The early history of the playhouses on the Bank involves many questions, and may be safely left to the antiquarian historian. The reader will find most of these questions raised and settled in a book, already quoted here, by Mr. T. Fairman Ordish ('Early London Theatres'). It appears, however, that there were players, if not playhouses, here as early as 1547. After the death of Henry VIII. Gardiner proposed to have a solemn dirge in memory of the King, but, he complained to the Council, the players of Southwark say that they also will have a 'solemn playe to trye who shall have most resorts, they in game, or I in earnest.'

Whether these players had a regular theatre, or whether they acted in the courtyard of an inn, or whether they had a moveable stage, I do not know. It is, however, quite certain that before the end of the sixteenth century there were four theatres in Bankside—the Rose, whose site was somewhere in Rose Alley: the Hope in Bear Garden Lane: the Swan in Paris Gardens—that is, on the west side of the Blackfriars Road, not far from the Bridge: and the Globe. The site of the Globe is generally allowed to have been at a spot 150 feet south of Park Street, close to the Southwark Bridge Road, and on the east of it. For twenty years, more or less, the stream of playgoers was turned steadily and continuously to the Theatres in Bankside, and poet and player lived beside the theatre, and the place was the pleasure resort of the people, and the haunt of sporting men, and the school of the citizens, in history at least: and the pride and glory of London for its dramatists, if the people knew: and the sink and shame of London for the iniquities and villanies practised there: the debauchery and the shamelessness of those who lived upon the Bank.

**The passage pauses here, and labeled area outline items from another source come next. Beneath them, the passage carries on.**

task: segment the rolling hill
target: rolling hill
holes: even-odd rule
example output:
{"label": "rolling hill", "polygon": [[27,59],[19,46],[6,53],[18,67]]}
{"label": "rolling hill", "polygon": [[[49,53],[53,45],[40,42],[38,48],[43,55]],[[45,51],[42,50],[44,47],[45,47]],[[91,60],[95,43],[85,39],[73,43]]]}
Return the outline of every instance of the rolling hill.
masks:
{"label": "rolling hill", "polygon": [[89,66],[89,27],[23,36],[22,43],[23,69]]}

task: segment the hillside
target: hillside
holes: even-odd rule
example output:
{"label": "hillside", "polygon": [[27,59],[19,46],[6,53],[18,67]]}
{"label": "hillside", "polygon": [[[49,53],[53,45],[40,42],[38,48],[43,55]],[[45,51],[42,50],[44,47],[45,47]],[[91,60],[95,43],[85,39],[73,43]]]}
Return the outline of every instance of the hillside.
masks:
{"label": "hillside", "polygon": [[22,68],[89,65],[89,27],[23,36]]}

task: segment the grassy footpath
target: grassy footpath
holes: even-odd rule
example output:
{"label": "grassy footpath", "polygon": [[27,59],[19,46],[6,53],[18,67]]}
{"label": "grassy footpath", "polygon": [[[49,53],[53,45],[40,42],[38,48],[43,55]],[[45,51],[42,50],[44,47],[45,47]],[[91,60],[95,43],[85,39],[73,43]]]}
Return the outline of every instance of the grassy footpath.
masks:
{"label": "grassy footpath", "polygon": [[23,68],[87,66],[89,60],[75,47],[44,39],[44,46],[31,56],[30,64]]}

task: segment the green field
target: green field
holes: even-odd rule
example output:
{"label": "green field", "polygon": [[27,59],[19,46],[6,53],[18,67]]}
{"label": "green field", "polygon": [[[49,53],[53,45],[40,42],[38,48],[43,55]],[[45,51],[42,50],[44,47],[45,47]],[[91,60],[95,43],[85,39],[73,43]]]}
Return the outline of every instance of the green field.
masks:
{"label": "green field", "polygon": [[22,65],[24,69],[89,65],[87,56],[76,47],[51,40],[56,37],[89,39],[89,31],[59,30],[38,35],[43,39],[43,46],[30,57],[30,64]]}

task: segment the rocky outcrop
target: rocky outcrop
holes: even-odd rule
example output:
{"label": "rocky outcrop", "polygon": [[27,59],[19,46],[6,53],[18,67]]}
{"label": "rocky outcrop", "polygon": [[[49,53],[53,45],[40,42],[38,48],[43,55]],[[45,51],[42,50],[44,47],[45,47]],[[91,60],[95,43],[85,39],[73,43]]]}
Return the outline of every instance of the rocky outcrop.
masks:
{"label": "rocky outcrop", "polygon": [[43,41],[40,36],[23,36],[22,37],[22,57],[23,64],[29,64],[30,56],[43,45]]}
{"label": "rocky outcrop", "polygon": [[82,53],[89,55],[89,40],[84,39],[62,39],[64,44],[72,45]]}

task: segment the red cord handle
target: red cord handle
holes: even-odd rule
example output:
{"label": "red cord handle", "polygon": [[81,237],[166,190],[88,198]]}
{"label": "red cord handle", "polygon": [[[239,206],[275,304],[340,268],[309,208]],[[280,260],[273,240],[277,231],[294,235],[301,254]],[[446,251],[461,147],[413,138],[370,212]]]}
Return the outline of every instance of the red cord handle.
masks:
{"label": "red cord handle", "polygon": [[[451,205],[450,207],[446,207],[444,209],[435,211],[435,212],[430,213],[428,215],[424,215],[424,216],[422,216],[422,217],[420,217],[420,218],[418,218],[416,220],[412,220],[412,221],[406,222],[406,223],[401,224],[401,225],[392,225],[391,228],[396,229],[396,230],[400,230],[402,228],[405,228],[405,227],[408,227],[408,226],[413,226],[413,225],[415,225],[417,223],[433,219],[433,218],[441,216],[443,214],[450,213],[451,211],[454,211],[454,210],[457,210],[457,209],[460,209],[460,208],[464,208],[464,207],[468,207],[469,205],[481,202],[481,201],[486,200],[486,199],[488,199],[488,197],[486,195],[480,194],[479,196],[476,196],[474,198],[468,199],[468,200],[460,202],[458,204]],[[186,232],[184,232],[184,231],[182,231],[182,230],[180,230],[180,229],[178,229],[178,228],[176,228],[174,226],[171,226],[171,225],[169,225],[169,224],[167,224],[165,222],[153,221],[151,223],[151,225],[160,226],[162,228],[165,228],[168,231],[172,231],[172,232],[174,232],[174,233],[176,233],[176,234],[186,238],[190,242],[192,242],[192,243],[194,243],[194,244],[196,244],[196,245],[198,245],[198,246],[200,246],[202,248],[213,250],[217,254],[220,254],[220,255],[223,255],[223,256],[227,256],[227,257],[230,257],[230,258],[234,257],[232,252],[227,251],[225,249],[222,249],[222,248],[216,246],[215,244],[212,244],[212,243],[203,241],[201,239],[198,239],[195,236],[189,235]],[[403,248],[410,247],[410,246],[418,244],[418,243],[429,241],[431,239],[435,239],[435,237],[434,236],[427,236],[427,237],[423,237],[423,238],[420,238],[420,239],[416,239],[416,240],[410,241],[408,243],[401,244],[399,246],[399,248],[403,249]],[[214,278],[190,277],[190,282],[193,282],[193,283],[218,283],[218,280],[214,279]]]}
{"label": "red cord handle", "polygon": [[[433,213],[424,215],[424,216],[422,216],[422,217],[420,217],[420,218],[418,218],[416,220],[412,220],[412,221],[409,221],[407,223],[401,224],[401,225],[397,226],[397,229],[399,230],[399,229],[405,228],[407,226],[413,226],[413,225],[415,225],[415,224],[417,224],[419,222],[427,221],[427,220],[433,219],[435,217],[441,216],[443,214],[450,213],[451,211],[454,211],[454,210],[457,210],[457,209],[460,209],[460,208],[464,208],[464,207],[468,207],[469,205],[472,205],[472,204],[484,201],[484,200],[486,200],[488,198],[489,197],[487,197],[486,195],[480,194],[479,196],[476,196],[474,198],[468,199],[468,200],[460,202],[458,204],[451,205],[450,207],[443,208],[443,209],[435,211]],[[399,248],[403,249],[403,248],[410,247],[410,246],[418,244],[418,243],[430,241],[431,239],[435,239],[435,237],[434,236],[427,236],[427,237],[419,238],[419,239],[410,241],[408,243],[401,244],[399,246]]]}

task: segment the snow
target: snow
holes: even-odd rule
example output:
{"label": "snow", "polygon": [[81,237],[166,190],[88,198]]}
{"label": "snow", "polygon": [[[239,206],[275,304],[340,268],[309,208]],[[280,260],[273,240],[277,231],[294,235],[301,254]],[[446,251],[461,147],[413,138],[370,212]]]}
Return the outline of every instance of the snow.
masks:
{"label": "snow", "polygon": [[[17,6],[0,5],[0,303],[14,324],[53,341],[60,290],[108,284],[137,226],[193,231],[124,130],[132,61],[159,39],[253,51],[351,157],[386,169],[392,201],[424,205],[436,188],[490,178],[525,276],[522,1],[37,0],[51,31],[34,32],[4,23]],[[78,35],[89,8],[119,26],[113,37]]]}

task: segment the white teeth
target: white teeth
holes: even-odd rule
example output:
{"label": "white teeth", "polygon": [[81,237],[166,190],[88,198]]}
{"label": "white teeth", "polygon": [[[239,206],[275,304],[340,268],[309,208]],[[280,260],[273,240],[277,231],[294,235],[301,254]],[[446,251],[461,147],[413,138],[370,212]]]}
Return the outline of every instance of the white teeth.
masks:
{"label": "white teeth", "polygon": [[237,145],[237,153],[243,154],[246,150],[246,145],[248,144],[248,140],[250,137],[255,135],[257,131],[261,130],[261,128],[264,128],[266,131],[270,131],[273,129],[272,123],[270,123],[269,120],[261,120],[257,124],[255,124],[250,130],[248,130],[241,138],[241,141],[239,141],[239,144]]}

The Plague, not only of 1603 and of 1625, but those milder attacks which threatened from time to time were a deadly enemy to the players, for then the theatre must be closed and the Bear Garden too, for in crowds there was infection. Think what it meant to close these places of resort. The Elizabethan theatres maintained almost as many persons as our own: there were the players proper—the Company: there were the servants 'in the front' and the servants behind, the 'supers,' the money takers, the boys who went round selling nuts and cakes, wine and ale, new books and tobacco: there were the watermen required to carry the audience to and fro. Why, the shutting of the Theatres must have thrown out of employ many hundreds of men, and, if we consider their wives and families, many thousands of people. Can we wonder if the players, one and all, were Cavaliers, and were ready to fight for the side which allowed them their daily bread?